Re: Validating check constraints without a table scan?

2024-11-20 Thread Philip Couling
Thanks for the suggestion of directly updating the system catalog, that may
be the “best” option.

“*Most likely your query is not exactly the same as the check constraint.
Think about NULL and similar.*”

No that’s not sufficient to explain it. The SELECT is obviously the
negation of the check constraint, so there is a difference there. But
besides that, it’s very clear that Postgres does not make use of indexes
while validating constraints. I suspect it doesn’t involve the query
planner at all.

On Fri, 15 Nov 2024 at 15:28, Torsten Förtsch 
wrote:

> On Fri, Nov 15, 2024 at 9:38 AM Philip Couling  wrote:
>
>> Is there a solid reason why adding a check constraint does not use
>> existing indexes for validation.
>>
>> We are currently looking at partitioning a multi TB table leaving all
>> existing data in place and simply attaching it as a partition to a new
>> table. To prevent locking, we are trying to add an INVALID check constraint
>> first and then validate it.
>>
>> I can trivially prove the invalid constraint is valid with a simple
>> SELECT which will use an existing index and return instantaneously. But
>> AFAIK Theres no way to mark a constraint as valid without scanning all the
>> rows.
>>
>
> Most likely your query is not exactly the same as the check constraint.
> Think about NULL and similar.
>
>
>> This operation is really problematic on a production database with heavy
>> IO load.
>>
>> Is there a solid ready why validating check constraints cannot use
>> existing indexes? If I can prove the constraint is valid so trivially with
>> a SELECT, then why can Postgres not do the same (or similar)?
>>
>
> Here is what has worked for me many times:
>
> 1. create the check constraint as NOT VALID. From now on no new or updated
> row is allowed to violate it.
> 2. check if the constraint holds with a query on a binary replica. Make
> sure the query starts only when the constraint is visible on the replica.
> 3. on the master: UPDATE pg_constraint SET conisvalidated=true WHERE
> conname='your_constraint_name' AND conrelid='schema.table'::regclass
>
> How you perform step 2 is irrelevant. Checking it on a replica would
> simply avoid the load on the master. You just need to make sure there is no
> conflicting data in the table.
>
> WARNING, you need to be damn sure of your data if you do that. But if you
> are, it works.
>
> Here is the procedure how I solved the same problem for some of our
> multi-TB tables (PG14):
>
> The table has a column called transaction_time. We wanted to partition by
> that column.
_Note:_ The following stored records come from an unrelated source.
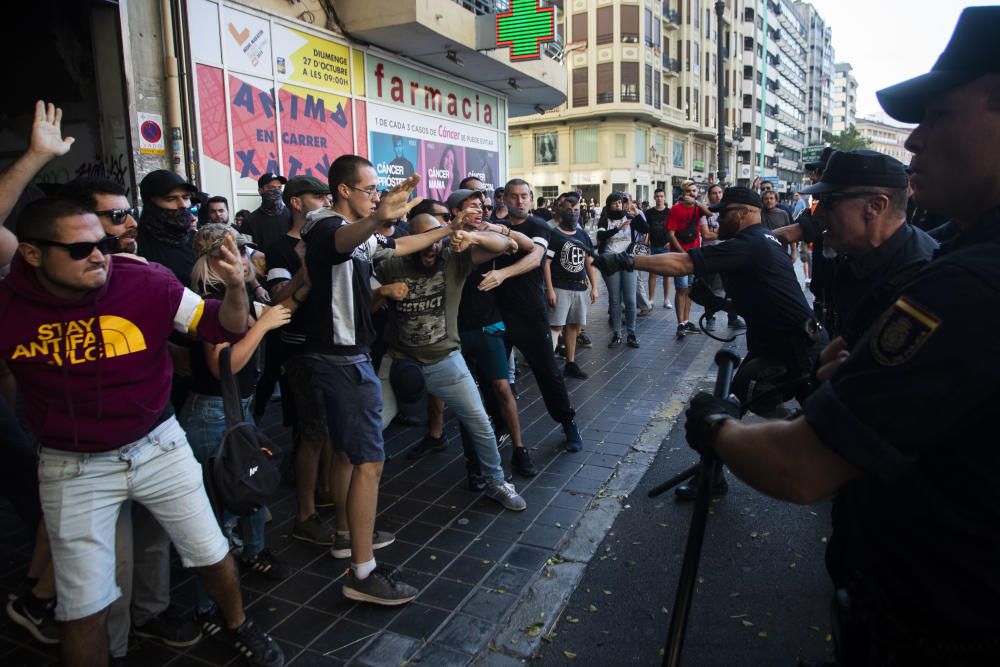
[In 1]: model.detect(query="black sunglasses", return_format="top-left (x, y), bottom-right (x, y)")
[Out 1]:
top-left (24, 236), bottom-right (118, 261)
top-left (94, 208), bottom-right (139, 225)
top-left (813, 192), bottom-right (883, 206)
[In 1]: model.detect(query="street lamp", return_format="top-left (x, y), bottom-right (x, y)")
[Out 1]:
top-left (715, 0), bottom-right (726, 184)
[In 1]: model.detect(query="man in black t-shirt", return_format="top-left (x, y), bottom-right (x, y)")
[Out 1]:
top-left (479, 178), bottom-right (583, 452)
top-left (543, 192), bottom-right (597, 380)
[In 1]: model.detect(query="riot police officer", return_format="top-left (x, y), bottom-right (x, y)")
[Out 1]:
top-left (686, 7), bottom-right (1000, 666)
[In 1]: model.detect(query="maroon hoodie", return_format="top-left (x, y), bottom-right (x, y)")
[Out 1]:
top-left (0, 255), bottom-right (242, 452)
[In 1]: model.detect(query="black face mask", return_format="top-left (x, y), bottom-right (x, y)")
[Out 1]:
top-left (139, 203), bottom-right (191, 247)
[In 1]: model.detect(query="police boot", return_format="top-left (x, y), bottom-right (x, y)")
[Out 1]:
top-left (674, 466), bottom-right (729, 501)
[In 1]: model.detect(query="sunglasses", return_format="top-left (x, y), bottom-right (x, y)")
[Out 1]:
top-left (94, 208), bottom-right (139, 225)
top-left (24, 236), bottom-right (118, 261)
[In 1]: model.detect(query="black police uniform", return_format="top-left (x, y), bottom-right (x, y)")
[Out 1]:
top-left (688, 224), bottom-right (816, 388)
top-left (804, 208), bottom-right (1000, 665)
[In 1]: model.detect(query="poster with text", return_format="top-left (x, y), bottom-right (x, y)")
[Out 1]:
top-left (370, 132), bottom-right (424, 190)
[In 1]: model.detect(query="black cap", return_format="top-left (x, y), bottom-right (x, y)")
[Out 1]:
top-left (806, 146), bottom-right (834, 175)
top-left (708, 185), bottom-right (764, 213)
top-left (876, 7), bottom-right (1000, 123)
top-left (139, 169), bottom-right (198, 201)
top-left (281, 176), bottom-right (330, 206)
top-left (799, 150), bottom-right (909, 195)
top-left (257, 171), bottom-right (288, 188)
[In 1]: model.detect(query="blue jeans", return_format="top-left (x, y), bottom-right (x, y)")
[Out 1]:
top-left (604, 271), bottom-right (637, 335)
top-left (178, 394), bottom-right (265, 611)
top-left (421, 350), bottom-right (504, 486)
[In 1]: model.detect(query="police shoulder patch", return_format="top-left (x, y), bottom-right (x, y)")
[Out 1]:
top-left (870, 297), bottom-right (941, 366)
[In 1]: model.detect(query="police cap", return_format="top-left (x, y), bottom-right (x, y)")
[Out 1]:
top-left (708, 185), bottom-right (764, 213)
top-left (799, 150), bottom-right (909, 195)
top-left (876, 7), bottom-right (1000, 123)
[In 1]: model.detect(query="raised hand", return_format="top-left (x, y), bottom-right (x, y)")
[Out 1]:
top-left (30, 100), bottom-right (76, 159)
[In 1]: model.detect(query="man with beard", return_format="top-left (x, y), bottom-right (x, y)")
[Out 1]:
top-left (375, 211), bottom-right (531, 512)
top-left (240, 172), bottom-right (292, 254)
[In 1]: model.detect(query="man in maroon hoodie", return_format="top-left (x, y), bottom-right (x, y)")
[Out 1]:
top-left (0, 199), bottom-right (284, 666)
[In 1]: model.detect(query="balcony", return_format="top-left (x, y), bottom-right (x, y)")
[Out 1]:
top-left (337, 0), bottom-right (567, 117)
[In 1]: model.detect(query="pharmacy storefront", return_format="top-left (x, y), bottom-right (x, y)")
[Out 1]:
top-left (188, 0), bottom-right (507, 211)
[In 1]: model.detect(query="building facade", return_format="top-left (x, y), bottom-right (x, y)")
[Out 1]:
top-left (855, 117), bottom-right (916, 164)
top-left (509, 0), bottom-right (742, 206)
top-left (833, 63), bottom-right (858, 134)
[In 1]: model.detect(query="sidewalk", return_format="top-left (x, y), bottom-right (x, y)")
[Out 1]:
top-left (0, 294), bottom-right (742, 667)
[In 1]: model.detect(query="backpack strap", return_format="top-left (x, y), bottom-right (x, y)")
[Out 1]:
top-left (219, 347), bottom-right (246, 429)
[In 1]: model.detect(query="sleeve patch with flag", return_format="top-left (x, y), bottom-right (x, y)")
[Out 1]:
top-left (871, 296), bottom-right (941, 366)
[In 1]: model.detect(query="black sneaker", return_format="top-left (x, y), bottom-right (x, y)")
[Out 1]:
top-left (344, 566), bottom-right (417, 607)
top-left (292, 514), bottom-right (333, 547)
top-left (240, 549), bottom-right (291, 581)
top-left (406, 433), bottom-right (448, 461)
top-left (132, 610), bottom-right (201, 648)
top-left (7, 591), bottom-right (60, 645)
top-left (229, 618), bottom-right (285, 667)
top-left (194, 605), bottom-right (226, 637)
top-left (510, 447), bottom-right (538, 477)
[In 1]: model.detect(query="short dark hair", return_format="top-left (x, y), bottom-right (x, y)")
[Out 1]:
top-left (17, 196), bottom-right (94, 241)
top-left (58, 176), bottom-right (128, 211)
top-left (326, 155), bottom-right (375, 201)
top-left (407, 199), bottom-right (451, 220)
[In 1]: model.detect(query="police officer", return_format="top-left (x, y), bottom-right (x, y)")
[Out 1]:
top-left (594, 187), bottom-right (825, 500)
top-left (801, 150), bottom-right (937, 345)
top-left (686, 7), bottom-right (1000, 665)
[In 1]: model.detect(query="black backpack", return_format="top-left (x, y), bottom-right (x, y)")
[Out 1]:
top-left (205, 347), bottom-right (281, 515)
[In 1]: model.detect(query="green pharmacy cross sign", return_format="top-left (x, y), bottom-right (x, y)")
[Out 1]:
top-left (497, 0), bottom-right (556, 60)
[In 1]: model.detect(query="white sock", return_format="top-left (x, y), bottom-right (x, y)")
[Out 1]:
top-left (351, 558), bottom-right (375, 580)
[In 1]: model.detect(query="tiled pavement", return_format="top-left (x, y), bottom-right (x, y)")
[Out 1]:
top-left (0, 297), bottom-right (736, 667)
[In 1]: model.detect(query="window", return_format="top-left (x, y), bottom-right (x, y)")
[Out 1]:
top-left (535, 132), bottom-right (559, 164)
top-left (573, 66), bottom-right (590, 107)
top-left (620, 5), bottom-right (639, 44)
top-left (597, 7), bottom-right (615, 44)
top-left (573, 12), bottom-right (587, 44)
top-left (597, 63), bottom-right (615, 104)
top-left (573, 127), bottom-right (597, 163)
top-left (621, 63), bottom-right (639, 102)
top-left (508, 135), bottom-right (524, 168)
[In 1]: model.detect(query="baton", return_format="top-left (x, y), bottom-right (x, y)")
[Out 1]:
top-left (663, 350), bottom-right (740, 667)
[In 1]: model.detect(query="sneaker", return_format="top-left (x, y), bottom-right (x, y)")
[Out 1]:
top-left (229, 618), bottom-right (285, 667)
top-left (486, 482), bottom-right (528, 512)
top-left (406, 433), bottom-right (448, 461)
top-left (313, 491), bottom-right (337, 509)
top-left (330, 530), bottom-right (396, 558)
top-left (194, 605), bottom-right (226, 637)
top-left (292, 514), bottom-right (333, 547)
top-left (240, 549), bottom-right (292, 581)
top-left (7, 591), bottom-right (60, 645)
top-left (563, 361), bottom-right (590, 380)
top-left (563, 419), bottom-right (583, 452)
top-left (344, 567), bottom-right (417, 607)
top-left (510, 447), bottom-right (538, 477)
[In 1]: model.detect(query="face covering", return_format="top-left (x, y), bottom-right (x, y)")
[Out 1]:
top-left (139, 203), bottom-right (191, 247)
top-left (260, 190), bottom-right (285, 213)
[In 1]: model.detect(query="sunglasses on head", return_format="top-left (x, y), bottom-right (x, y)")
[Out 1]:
top-left (24, 236), bottom-right (118, 261)
top-left (94, 208), bottom-right (139, 225)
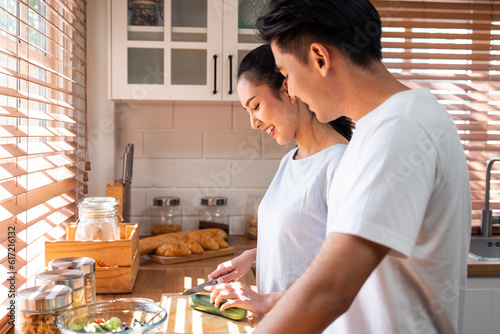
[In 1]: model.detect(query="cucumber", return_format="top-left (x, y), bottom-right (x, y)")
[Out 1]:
top-left (189, 293), bottom-right (247, 321)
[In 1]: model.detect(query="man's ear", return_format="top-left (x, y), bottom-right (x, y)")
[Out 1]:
top-left (309, 43), bottom-right (331, 77)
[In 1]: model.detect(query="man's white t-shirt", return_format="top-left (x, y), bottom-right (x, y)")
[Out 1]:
top-left (325, 89), bottom-right (471, 334)
top-left (256, 144), bottom-right (346, 293)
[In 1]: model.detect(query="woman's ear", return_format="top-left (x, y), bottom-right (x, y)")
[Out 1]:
top-left (309, 43), bottom-right (331, 77)
top-left (281, 78), bottom-right (295, 104)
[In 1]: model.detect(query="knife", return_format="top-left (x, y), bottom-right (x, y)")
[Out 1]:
top-left (182, 277), bottom-right (219, 295)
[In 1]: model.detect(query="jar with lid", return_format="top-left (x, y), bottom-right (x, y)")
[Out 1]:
top-left (15, 285), bottom-right (73, 334)
top-left (245, 194), bottom-right (262, 239)
top-left (129, 0), bottom-right (163, 26)
top-left (35, 269), bottom-right (86, 307)
top-left (49, 257), bottom-right (96, 304)
top-left (151, 196), bottom-right (186, 235)
top-left (75, 197), bottom-right (120, 240)
top-left (198, 197), bottom-right (229, 234)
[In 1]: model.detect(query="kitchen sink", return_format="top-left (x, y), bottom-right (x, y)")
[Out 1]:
top-left (469, 237), bottom-right (500, 261)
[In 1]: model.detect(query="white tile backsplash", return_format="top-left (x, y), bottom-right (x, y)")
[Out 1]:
top-left (133, 159), bottom-right (174, 187)
top-left (174, 103), bottom-right (233, 130)
top-left (204, 131), bottom-right (261, 159)
top-left (144, 131), bottom-right (203, 159)
top-left (119, 101), bottom-right (293, 235)
top-left (115, 102), bottom-right (173, 130)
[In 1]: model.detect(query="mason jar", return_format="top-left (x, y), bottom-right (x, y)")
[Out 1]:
top-left (75, 197), bottom-right (120, 240)
top-left (49, 257), bottom-right (96, 304)
top-left (198, 197), bottom-right (229, 234)
top-left (151, 196), bottom-right (186, 235)
top-left (35, 269), bottom-right (87, 307)
top-left (15, 285), bottom-right (73, 334)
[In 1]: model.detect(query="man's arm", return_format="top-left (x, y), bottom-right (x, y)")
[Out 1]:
top-left (254, 233), bottom-right (389, 334)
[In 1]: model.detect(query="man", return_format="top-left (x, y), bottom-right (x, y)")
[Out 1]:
top-left (255, 0), bottom-right (471, 334)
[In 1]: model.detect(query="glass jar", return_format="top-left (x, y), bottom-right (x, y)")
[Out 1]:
top-left (15, 285), bottom-right (73, 334)
top-left (35, 269), bottom-right (86, 307)
top-left (129, 0), bottom-right (163, 27)
top-left (151, 197), bottom-right (186, 235)
top-left (75, 197), bottom-right (120, 240)
top-left (198, 197), bottom-right (229, 234)
top-left (245, 195), bottom-right (262, 239)
top-left (49, 257), bottom-right (96, 303)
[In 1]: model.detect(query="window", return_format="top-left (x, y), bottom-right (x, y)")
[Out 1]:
top-left (0, 0), bottom-right (86, 330)
top-left (376, 0), bottom-right (500, 219)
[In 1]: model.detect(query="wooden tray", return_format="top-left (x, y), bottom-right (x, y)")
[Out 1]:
top-left (160, 293), bottom-right (259, 334)
top-left (45, 223), bottom-right (139, 294)
top-left (144, 247), bottom-right (234, 264)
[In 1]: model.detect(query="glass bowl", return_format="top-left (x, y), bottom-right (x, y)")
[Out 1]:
top-left (57, 298), bottom-right (167, 334)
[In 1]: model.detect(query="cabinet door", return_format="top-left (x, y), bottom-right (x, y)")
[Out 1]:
top-left (111, 0), bottom-right (222, 100)
top-left (222, 0), bottom-right (269, 101)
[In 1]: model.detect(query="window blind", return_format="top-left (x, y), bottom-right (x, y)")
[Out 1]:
top-left (376, 0), bottom-right (500, 219)
top-left (0, 0), bottom-right (86, 325)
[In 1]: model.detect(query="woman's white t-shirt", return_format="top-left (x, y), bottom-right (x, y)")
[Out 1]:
top-left (256, 144), bottom-right (346, 293)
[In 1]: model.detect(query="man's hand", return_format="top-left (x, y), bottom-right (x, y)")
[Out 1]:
top-left (208, 248), bottom-right (257, 283)
top-left (254, 233), bottom-right (389, 334)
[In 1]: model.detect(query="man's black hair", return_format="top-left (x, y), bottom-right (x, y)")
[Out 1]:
top-left (257, 0), bottom-right (382, 68)
top-left (238, 44), bottom-right (353, 140)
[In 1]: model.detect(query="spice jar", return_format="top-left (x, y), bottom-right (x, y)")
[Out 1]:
top-left (35, 269), bottom-right (86, 307)
top-left (75, 197), bottom-right (120, 240)
top-left (198, 197), bottom-right (229, 234)
top-left (151, 197), bottom-right (182, 235)
top-left (129, 0), bottom-right (163, 26)
top-left (49, 257), bottom-right (96, 304)
top-left (15, 285), bottom-right (73, 334)
top-left (245, 195), bottom-right (261, 239)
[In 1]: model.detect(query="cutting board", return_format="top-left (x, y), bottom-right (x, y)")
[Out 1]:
top-left (144, 247), bottom-right (234, 264)
top-left (160, 293), bottom-right (259, 334)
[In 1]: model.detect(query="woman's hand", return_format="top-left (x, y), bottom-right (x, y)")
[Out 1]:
top-left (205, 282), bottom-right (283, 314)
top-left (208, 248), bottom-right (257, 283)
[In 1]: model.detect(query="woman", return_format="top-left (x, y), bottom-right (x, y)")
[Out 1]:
top-left (207, 45), bottom-right (352, 314)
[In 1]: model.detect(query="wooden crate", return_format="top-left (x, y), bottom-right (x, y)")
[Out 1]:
top-left (45, 223), bottom-right (139, 294)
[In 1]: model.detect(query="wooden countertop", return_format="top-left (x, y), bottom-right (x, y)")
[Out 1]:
top-left (97, 232), bottom-right (500, 302)
top-left (97, 235), bottom-right (257, 302)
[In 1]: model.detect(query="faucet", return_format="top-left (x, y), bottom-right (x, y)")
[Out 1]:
top-left (480, 157), bottom-right (500, 238)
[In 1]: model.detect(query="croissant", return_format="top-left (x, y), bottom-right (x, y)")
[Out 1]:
top-left (190, 232), bottom-right (220, 250)
top-left (182, 237), bottom-right (204, 254)
top-left (155, 241), bottom-right (191, 256)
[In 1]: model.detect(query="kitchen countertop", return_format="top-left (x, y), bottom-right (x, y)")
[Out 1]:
top-left (93, 234), bottom-right (500, 302)
top-left (97, 235), bottom-right (257, 302)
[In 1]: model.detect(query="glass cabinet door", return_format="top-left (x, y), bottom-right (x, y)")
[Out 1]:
top-left (111, 0), bottom-right (222, 100)
top-left (223, 0), bottom-right (270, 101)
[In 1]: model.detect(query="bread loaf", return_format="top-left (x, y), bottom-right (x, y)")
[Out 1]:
top-left (139, 228), bottom-right (229, 256)
top-left (155, 240), bottom-right (191, 256)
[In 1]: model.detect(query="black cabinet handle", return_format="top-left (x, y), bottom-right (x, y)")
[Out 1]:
top-left (228, 55), bottom-right (233, 95)
top-left (212, 55), bottom-right (217, 95)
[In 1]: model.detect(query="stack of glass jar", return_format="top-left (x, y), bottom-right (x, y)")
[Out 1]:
top-left (198, 197), bottom-right (229, 234)
top-left (35, 269), bottom-right (87, 307)
top-left (75, 197), bottom-right (120, 241)
top-left (15, 285), bottom-right (73, 334)
top-left (49, 257), bottom-right (96, 303)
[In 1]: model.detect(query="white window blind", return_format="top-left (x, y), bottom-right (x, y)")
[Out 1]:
top-left (372, 0), bottom-right (500, 219)
top-left (0, 0), bottom-right (86, 326)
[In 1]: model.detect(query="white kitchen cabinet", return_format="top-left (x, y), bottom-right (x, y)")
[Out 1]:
top-left (464, 276), bottom-right (500, 334)
top-left (111, 0), bottom-right (269, 101)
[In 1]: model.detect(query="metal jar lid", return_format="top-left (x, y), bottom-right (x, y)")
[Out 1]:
top-left (201, 197), bottom-right (227, 206)
top-left (153, 196), bottom-right (181, 206)
top-left (49, 257), bottom-right (95, 274)
top-left (35, 269), bottom-right (85, 290)
top-left (16, 285), bottom-right (73, 312)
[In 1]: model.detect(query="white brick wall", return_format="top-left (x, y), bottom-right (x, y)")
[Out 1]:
top-left (115, 102), bottom-right (293, 235)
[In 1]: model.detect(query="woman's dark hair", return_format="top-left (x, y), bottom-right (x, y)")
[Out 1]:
top-left (257, 0), bottom-right (382, 68)
top-left (238, 44), bottom-right (353, 140)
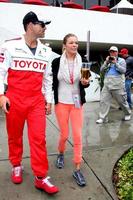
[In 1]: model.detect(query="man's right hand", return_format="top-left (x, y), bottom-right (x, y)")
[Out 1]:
top-left (0, 95), bottom-right (10, 113)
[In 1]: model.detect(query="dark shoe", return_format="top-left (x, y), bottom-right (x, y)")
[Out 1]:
top-left (73, 170), bottom-right (86, 187)
top-left (56, 154), bottom-right (64, 169)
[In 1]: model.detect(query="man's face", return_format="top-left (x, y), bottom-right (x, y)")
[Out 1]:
top-left (109, 50), bottom-right (118, 57)
top-left (32, 22), bottom-right (46, 38)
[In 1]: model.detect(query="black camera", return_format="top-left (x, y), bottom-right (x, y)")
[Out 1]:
top-left (108, 56), bottom-right (114, 63)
For some historical reason the column did not have a NOT NULL
> constraint. However, there was no way our processes could insert NULL in
> that column and there was no row with NULL in that field. So, first was to
> add the NOT NULL constraint:
>
> BEGIN;
>
> ALTER TABLE my.table
> ADD CONSTRAINT transaction_time_not_null CHECK(transaction_time IS NOT
> NULL) NOT VALID;
>
> UPDATE pg_constraint
>SET convalidated=true
>  WHERE conname = 'transaction_time_not_null'
>AND conrelid = 'my.table'::REGCLASS
> RETURNING conname, conrelid::REGCLASS, convalidated;
>
> COMMIT;
>
> Now for cosmetic purposes we first turn the check constraint above into a
> normal NOT NULL constraint:
>
> BEGIN;
>
> SET LOCAL client_min_messages = 'debug4';
> -- expecting this message
> -- DEBUG:  existing constraints on column "table.transaction_time" are
> sufficient to prove that it does not contain nulls
> ALTER TABLE my.table
>   ALTER COLUMN transaction_time SET NOT NULL;
> RESET client_min_messages;
>
> ALTER TABLE my.table
>   DROP CONSTRAINT transaction_time_not_null;
>
> COMMIT;
>
> If you set client_min_messages to something like debug4, then the database
> tells you if it wants to scan the table or if existing constraints are
> sufficient to prove the condition.
>
> transaction_time in our case is never in the future. Also database
> transactions are short-lived. Nothing exceeds 30 seconds. So, I can trust
> the effect of any action performed more than 30 seconds ago in the database
> is visible.
>
> So, I set the time after which new rows go to the new partition at least
> 10 minutes from now at the next hour boundary. 30 seconds would be good
> enough. I chose 10 minutes just for extra safety.
>
> SELECT date_trunc('hour', now()+'1h 10min'::interval)::timestamp AS
> switch_time\gset
>
> Next comes the actual change:
>
> BEGIN;
>
> -- rename the existing table
> ALTER TABLE my.table RENAME TO table_old;
>
> -- drop triggers. We wi

Validating check constraints without a table scan?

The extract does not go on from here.